Intercity Coachlines covers all of New Zealand and runs a daily (?) service to Whakatane.
A regular local bus service  operates between Whakatane, Ohope, Kawerau, Opotiki and Tauranga. The Ohope - Whakatane and Ohope - Tauranga line runs Monday to Saturday, while the Whakatane - Opotiki, Whakatane - Kawerau run 2x weekly. The fares are cheap as they have been subsidised by the regional council.
Whakatane has limited public transport. The Bay Bus Service  runs to Ohope, Tauranga, Kawerau and Opotiki, but not every day.
Renting a car is the easiest way to get around Whakatane and see all the local sights. Parking is free generally (there is only one area you have to pay - and not many locals will take this option) but they do have strict time limits.
Nga Tapuwae o Toi Walkways (in the Footsteps of Toi) is a walkway that shows off Whakatane's natural beauties. Many of the locals walk or run these walks as they train for events. The walkway is a loop between Whakatane township and Ohope Beach: one side takes you along the coast line and through major reserves; the other takes you through beautiful bush settings. The total trip can be completed in 5-7 hours and can be demanding at times. Pack a rain coat and warm clothes, as the weather can change quickly. There are signposts detailing important history of the area. Some of the places are pa (Maori fortified village) sites, so please be respectful of these.
Diveworks Dolphin and Seal Encounters (Whales and Dolphin Watch), 96 The Strand, Whakatane (Near Information Centre), ☎ 07 308 2001, . 0800-1630. Dolphin and seal watching or swimming. 4 hour trips in the vicinity of White and Whale Islands. Fast stable boats with trained crews. All equipment supplied. A Department of Conservation concessionaire and approved by Qualmark New Zealand as a certified visitor activity. Day charters also available for inshore and deepsea fishing, diving and sightseeing. Groups 1-15. Tackle and equipment for hire.$90- $160.
Kayaking. Local operators KG Kayaks run guided tours to offshore Whale Island as well as guided tours and kayak hire at nearby Ohiwa Harbour. Dolphins, orca and seals are regularly sighted along this stretch of coast.

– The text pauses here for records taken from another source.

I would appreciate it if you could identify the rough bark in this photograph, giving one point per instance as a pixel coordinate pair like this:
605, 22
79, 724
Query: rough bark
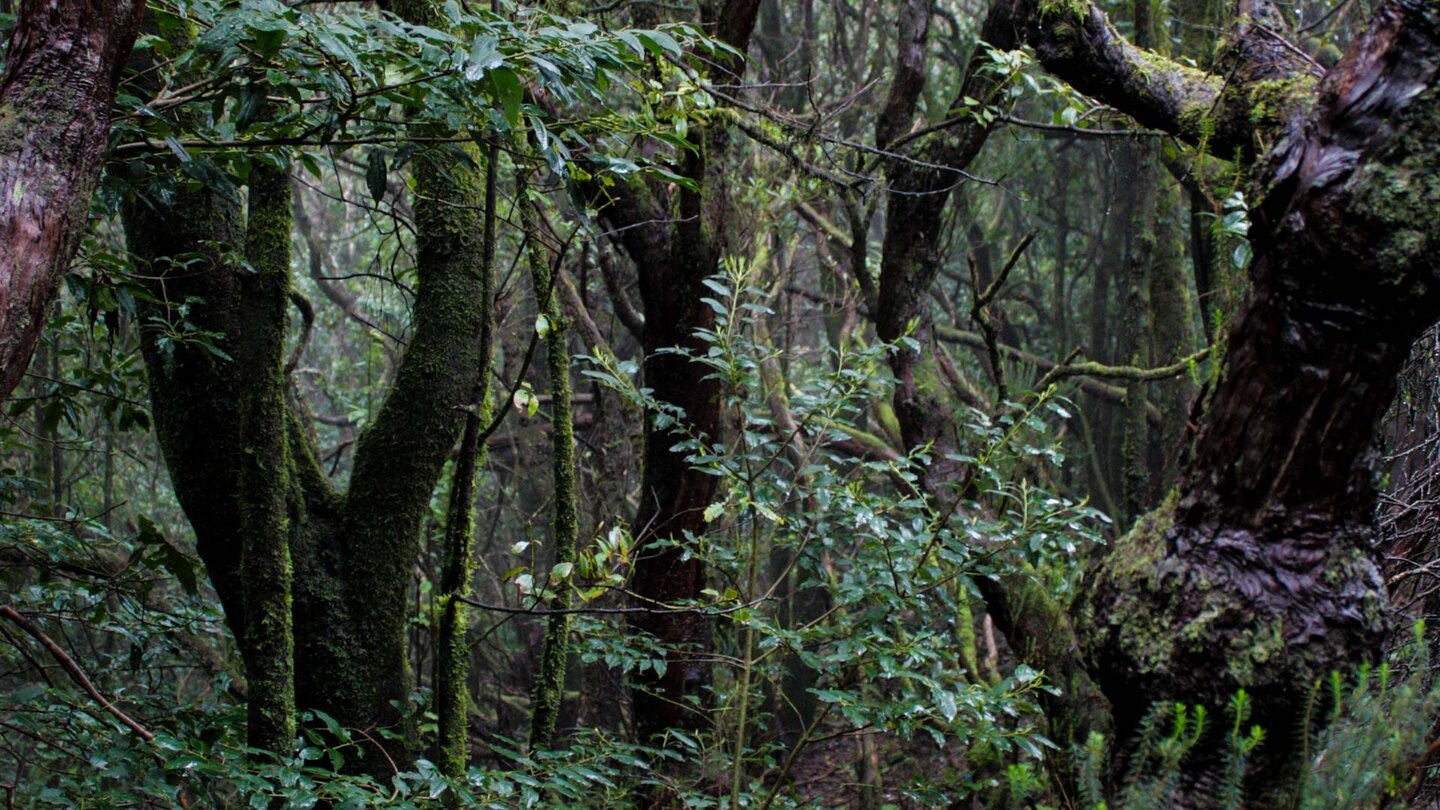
674, 250
264, 497
912, 250
1262, 574
352, 555
62, 67
549, 691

Let's Go Fishing (Fishing in Whakatane), 125 Commerce Street, ☎ 0064 (07) 308 7528, . If you enjoy fishing, or you are keen to try it out, this is the place to be. Every style of fishing is catered for, whether you prefer to use salt water fly, or battle a marlin for hours; you will be able to do it here.
Bean Café, 72, The Strand, Whakatane (Across the road from the i-site), ☎ +64 7 307 0494, . Patrick and Wendy's lovely little café; free WiFi. Two prices above are for coffee, then for snacks (bagels, mostly). Coffee is roasted on-site, ultra fresh and tasty. Lovely folks let customers linger, charge their laptops and use WiFi. WiFi is not cheap in NZ, so this is really kind. NZ$3-4; NZ$5-9.